Stevenson-Moessner is an ordained Presbyterian minister who stays connected with the Grace Presbytery and attends all the ordination and installation services for Perkins students and recent graduates who are Presbyterian. She is also an active member of The Compassionate Friends, a group for people who have lost a child or a sibling. While it relates to her professional work in pastoral theology, in this case the connection is personal. Her son, David Stevenson Moessner, died in a car accident in January 2015.
“When we went through this shattering experience, the Perkins community rallied around us in a way I could never have imagined,” she said. “Without asking, people showed up to clean our house, put away our Christmas decorations and stocked our fridge. The memorial service filled Perkins Chapel. The entire Seminary Singers choir performed. Former students came back. Colleagues stepped forward and taught my classes. I didn’t even ask. I’ve seen Perkins at its finest.”
Issues in practical theology, pastoral care of women, crisis ministry, pastoral self-care, family systems theory, adoption
Multicultural issues in pastoral care of women, cross-cultural children and their identity formation, the impact of violence on our culture
Favorite Bible Verse
“Luke 10:27, which reads, ‘You shall love the Lord your God with all your heart, and with all your soul, and with all your strength, and with all your mind; and your neighbor as yourself.’ It wasn’t until later in life that I actually heard those last two words. We’re not called to love just two but all three – God, neighbor, self. That realization changed my life. I always try to make sure that those three loves are honored. The hardest is love of self.”
Book on the Nightstand
“I’m almost finished with Less by Andrew Sean Greer. It’s a work of fiction; I picked it up in the airport because it won the Pulitzer. I try to read Pulitzer Prize-winning books to help improve my own writing.”
Fantasy Dinner Party
“First, I’d make sure that someone else does the cooking. I want this to be a meal where I can sit and enjoy it. I would like to invite close members of my family who I’ve lost, who have passed over the thin veil of earth to beyond – which I take as heaven. I would just start the conversation by asking, “How have you been?” Then I’d ask, “What is it really like in heaven? Did you ever worry about me or others you left behind? Do you experience any pain? I have an assumption that there’s no regret; there’s healing.”
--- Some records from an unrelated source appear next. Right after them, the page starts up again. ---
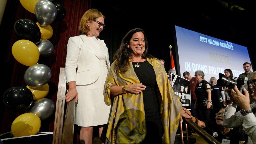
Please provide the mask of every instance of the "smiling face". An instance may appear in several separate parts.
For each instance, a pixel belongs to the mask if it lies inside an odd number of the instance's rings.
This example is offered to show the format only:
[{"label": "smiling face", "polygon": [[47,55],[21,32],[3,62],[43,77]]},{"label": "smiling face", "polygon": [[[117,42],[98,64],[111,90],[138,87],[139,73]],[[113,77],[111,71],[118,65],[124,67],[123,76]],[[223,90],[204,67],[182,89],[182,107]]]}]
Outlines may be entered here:
[{"label": "smiling face", "polygon": [[195,73],[195,76],[196,77],[196,79],[197,79],[199,82],[201,81],[202,79],[202,76],[199,75],[199,73],[198,72]]},{"label": "smiling face", "polygon": [[225,73],[225,75],[227,77],[229,77],[230,76],[230,73],[229,73],[228,71],[224,71],[224,73]]},{"label": "smiling face", "polygon": [[250,65],[250,64],[246,64],[244,65],[243,68],[245,72],[248,72],[250,71],[252,66]]},{"label": "smiling face", "polygon": [[210,80],[211,83],[212,85],[216,84],[216,80],[214,78],[212,78]]},{"label": "smiling face", "polygon": [[216,120],[217,125],[222,125],[222,122],[223,121],[223,114],[224,112],[225,109],[223,109],[220,110],[215,117],[215,119]]},{"label": "smiling face", "polygon": [[184,76],[184,78],[190,81],[191,79],[191,78],[192,78],[191,77],[191,76],[190,76],[190,74],[186,74],[186,75]]},{"label": "smiling face", "polygon": [[[104,23],[103,17],[99,17],[94,19],[103,24]],[[87,25],[90,29],[90,31],[88,33],[88,35],[87,36],[89,37],[92,37],[94,36],[97,37],[99,36],[100,32],[103,29],[103,26],[99,26],[98,22],[95,21],[88,22]]]},{"label": "smiling face", "polygon": [[145,51],[145,45],[144,34],[139,31],[133,34],[127,47],[130,49],[132,56],[137,57],[142,55]]}]

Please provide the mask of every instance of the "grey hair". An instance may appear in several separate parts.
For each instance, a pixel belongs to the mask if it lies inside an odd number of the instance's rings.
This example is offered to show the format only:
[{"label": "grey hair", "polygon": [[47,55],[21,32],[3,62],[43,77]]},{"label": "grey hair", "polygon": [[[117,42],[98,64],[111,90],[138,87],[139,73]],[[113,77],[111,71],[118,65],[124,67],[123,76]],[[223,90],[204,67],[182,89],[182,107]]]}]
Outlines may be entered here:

Husband Rev. Dr. David Paul Moessner holds the A.A. Bradford Chair in Religion at TCU. Daughter Jean McCarley Stevenson Moessner is a graduate of the University of Iowa’s BFA program and now a jeweler in Dubuque. Son, David Stevenson Moessner, who passed away in 2015.
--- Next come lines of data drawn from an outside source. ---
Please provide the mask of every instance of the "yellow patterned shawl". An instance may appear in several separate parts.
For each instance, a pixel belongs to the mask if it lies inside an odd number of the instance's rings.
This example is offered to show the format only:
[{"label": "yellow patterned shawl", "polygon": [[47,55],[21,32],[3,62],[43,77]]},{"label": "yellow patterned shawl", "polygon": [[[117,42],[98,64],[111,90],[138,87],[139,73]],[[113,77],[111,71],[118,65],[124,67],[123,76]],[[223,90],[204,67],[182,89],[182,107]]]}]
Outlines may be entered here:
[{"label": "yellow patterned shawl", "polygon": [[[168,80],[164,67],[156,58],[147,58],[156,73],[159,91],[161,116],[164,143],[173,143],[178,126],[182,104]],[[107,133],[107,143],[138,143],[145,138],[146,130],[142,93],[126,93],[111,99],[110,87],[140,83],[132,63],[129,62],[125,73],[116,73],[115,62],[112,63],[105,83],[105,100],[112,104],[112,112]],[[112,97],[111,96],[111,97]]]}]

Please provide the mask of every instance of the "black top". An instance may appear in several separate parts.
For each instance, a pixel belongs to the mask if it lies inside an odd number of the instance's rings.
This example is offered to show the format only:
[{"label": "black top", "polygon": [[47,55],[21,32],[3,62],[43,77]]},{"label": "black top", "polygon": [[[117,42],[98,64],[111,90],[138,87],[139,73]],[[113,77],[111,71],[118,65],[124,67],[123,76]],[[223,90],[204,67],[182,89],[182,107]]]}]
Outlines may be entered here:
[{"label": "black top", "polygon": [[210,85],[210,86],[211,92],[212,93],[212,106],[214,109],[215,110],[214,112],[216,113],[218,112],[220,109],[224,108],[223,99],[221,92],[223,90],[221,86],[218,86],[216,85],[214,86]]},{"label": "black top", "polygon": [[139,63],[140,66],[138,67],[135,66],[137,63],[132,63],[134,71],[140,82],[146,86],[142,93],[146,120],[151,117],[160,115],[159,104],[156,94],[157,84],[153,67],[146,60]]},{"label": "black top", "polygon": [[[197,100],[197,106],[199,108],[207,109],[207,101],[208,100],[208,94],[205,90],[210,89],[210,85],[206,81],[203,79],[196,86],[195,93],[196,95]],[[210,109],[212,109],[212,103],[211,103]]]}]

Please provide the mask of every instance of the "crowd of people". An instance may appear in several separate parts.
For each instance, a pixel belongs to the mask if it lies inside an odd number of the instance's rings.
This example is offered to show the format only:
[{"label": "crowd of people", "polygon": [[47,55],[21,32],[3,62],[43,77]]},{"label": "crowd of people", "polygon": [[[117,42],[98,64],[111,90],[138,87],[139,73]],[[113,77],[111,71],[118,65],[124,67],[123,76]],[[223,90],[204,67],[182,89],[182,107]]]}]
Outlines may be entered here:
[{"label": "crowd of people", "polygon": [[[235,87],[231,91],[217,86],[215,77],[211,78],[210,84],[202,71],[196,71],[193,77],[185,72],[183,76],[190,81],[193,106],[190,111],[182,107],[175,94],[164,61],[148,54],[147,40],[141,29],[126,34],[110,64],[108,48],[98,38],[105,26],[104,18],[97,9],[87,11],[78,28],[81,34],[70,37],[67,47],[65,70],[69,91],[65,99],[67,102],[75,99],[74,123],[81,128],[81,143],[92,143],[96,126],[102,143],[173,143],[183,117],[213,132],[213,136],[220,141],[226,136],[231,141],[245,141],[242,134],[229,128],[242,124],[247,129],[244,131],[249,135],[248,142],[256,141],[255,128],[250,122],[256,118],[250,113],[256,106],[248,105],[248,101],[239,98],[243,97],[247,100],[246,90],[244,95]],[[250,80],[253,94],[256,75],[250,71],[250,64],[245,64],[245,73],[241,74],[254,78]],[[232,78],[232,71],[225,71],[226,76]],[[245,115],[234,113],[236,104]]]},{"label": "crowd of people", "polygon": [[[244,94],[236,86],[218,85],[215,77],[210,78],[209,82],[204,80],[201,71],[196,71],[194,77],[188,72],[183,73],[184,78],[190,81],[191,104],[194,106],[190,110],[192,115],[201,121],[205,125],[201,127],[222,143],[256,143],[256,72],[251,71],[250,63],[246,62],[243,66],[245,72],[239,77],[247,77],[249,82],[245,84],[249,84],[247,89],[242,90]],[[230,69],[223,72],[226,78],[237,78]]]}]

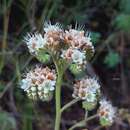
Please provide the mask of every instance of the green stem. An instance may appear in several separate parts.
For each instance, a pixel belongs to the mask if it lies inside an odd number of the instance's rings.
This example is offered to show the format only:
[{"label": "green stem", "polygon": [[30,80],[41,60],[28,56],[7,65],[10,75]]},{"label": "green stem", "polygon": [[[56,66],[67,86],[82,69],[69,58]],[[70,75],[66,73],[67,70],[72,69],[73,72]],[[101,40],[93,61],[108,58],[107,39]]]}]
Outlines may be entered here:
[{"label": "green stem", "polygon": [[55,120],[55,130],[60,130],[61,121],[61,85],[62,85],[62,75],[58,74],[57,85],[56,85],[56,120]]},{"label": "green stem", "polygon": [[75,104],[76,102],[80,101],[79,98],[73,99],[72,101],[70,101],[69,103],[67,103],[66,105],[64,105],[61,109],[61,113],[63,111],[65,111],[67,108],[71,107],[73,104]]},{"label": "green stem", "polygon": [[78,123],[76,123],[76,124],[74,124],[73,126],[71,126],[68,130],[74,130],[75,128],[77,128],[77,127],[83,127],[83,126],[85,126],[86,125],[86,122],[88,122],[88,121],[90,121],[90,120],[92,120],[92,119],[94,119],[94,118],[96,118],[96,117],[98,117],[98,115],[96,114],[96,115],[93,115],[93,116],[91,116],[91,117],[89,117],[89,118],[85,118],[84,120],[81,120],[81,121],[79,121]]},{"label": "green stem", "polygon": [[63,80],[63,71],[60,69],[59,62],[56,57],[53,57],[53,62],[56,66],[57,71],[57,82],[56,82],[56,91],[55,91],[55,101],[56,101],[56,119],[55,119],[55,130],[60,130],[61,122],[61,86]]}]

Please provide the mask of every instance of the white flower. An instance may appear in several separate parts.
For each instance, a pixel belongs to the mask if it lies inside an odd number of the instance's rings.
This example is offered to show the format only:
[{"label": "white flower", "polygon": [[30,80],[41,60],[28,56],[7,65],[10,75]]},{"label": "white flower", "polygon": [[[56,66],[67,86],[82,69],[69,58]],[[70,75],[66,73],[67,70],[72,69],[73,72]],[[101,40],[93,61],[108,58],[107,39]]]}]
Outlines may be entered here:
[{"label": "white flower", "polygon": [[56,23],[56,24],[52,25],[51,22],[45,22],[44,31],[46,33],[52,32],[52,31],[59,32],[59,31],[62,31],[62,26],[59,23]]},{"label": "white flower", "polygon": [[27,92],[30,98],[37,99],[39,97],[42,100],[50,100],[52,92],[55,90],[56,74],[48,67],[36,66],[34,70],[26,74],[21,82],[21,88]]},{"label": "white flower", "polygon": [[31,80],[30,79],[27,79],[27,78],[22,79],[22,81],[21,81],[21,88],[24,91],[26,91],[30,87],[30,85],[31,85]]},{"label": "white flower", "polygon": [[41,84],[41,86],[43,87],[44,93],[48,93],[49,91],[54,91],[55,81],[46,80],[43,82],[43,84]]},{"label": "white flower", "polygon": [[85,50],[90,47],[94,51],[90,36],[87,36],[83,30],[69,29],[65,31],[65,41],[72,48]]},{"label": "white flower", "polygon": [[111,125],[116,117],[116,111],[117,109],[112,106],[110,101],[107,101],[104,98],[100,101],[100,107],[98,111],[100,121],[103,119],[105,120],[105,123]]},{"label": "white flower", "polygon": [[45,38],[43,38],[42,35],[38,33],[28,33],[24,40],[31,53],[36,53],[36,51],[38,51],[40,48],[43,48],[46,45]]},{"label": "white flower", "polygon": [[61,57],[67,59],[68,61],[76,64],[83,64],[85,63],[85,53],[81,52],[77,49],[69,48],[67,50],[63,50]]},{"label": "white flower", "polygon": [[79,97],[88,102],[94,102],[100,85],[94,78],[83,78],[74,84],[73,97]]}]

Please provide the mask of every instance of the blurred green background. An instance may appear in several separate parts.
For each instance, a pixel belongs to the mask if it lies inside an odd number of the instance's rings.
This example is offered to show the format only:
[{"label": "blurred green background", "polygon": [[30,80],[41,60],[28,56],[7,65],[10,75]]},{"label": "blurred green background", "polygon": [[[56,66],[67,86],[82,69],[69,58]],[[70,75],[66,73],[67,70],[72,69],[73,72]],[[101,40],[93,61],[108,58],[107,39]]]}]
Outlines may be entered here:
[{"label": "blurred green background", "polygon": [[[107,130],[130,130],[130,0],[0,0],[0,130],[53,130],[54,101],[34,103],[19,87],[23,73],[39,63],[23,37],[42,31],[47,20],[65,27],[77,22],[91,32],[96,53],[87,73],[98,75],[121,116]],[[64,104],[72,99],[72,88],[63,91]],[[80,106],[64,113],[62,130],[82,119]],[[98,122],[87,128],[98,130]]]}]

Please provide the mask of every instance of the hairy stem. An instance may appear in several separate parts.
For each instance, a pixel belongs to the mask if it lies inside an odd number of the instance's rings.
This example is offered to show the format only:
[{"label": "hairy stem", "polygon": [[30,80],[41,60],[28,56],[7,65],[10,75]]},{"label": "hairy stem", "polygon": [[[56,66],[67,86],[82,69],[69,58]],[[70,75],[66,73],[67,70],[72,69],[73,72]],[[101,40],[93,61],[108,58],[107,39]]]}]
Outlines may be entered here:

A Pomeranian named Little Bit.
“I’m a seasoned antique sale-er. I go treasure hunting at garage sales and estate sales around Highland Park every Saturday morning.”
Something About You that Most People Don’t Know
“I’m related to Jack Daniels. My grandmother was his niece.”
Personal Spiritual Practices
Each morning, she reads a passage from Healing After Loss: Daily Meditations for Working Through Grief by Martha Whitmore Hickmann. She also attends a deep conditioning exercise class. “It’s very rigorous; the woman who leads it is like a loving drill sergeant,” she said. “The class helps me to keep my body centered. When I was president of the University Senate (2016-17), I had to carry the University Mace at convocations. It was heavy – 26 pounds – and you carry it down a very long hallway. The women in the class were so supportive and helped me train for that.”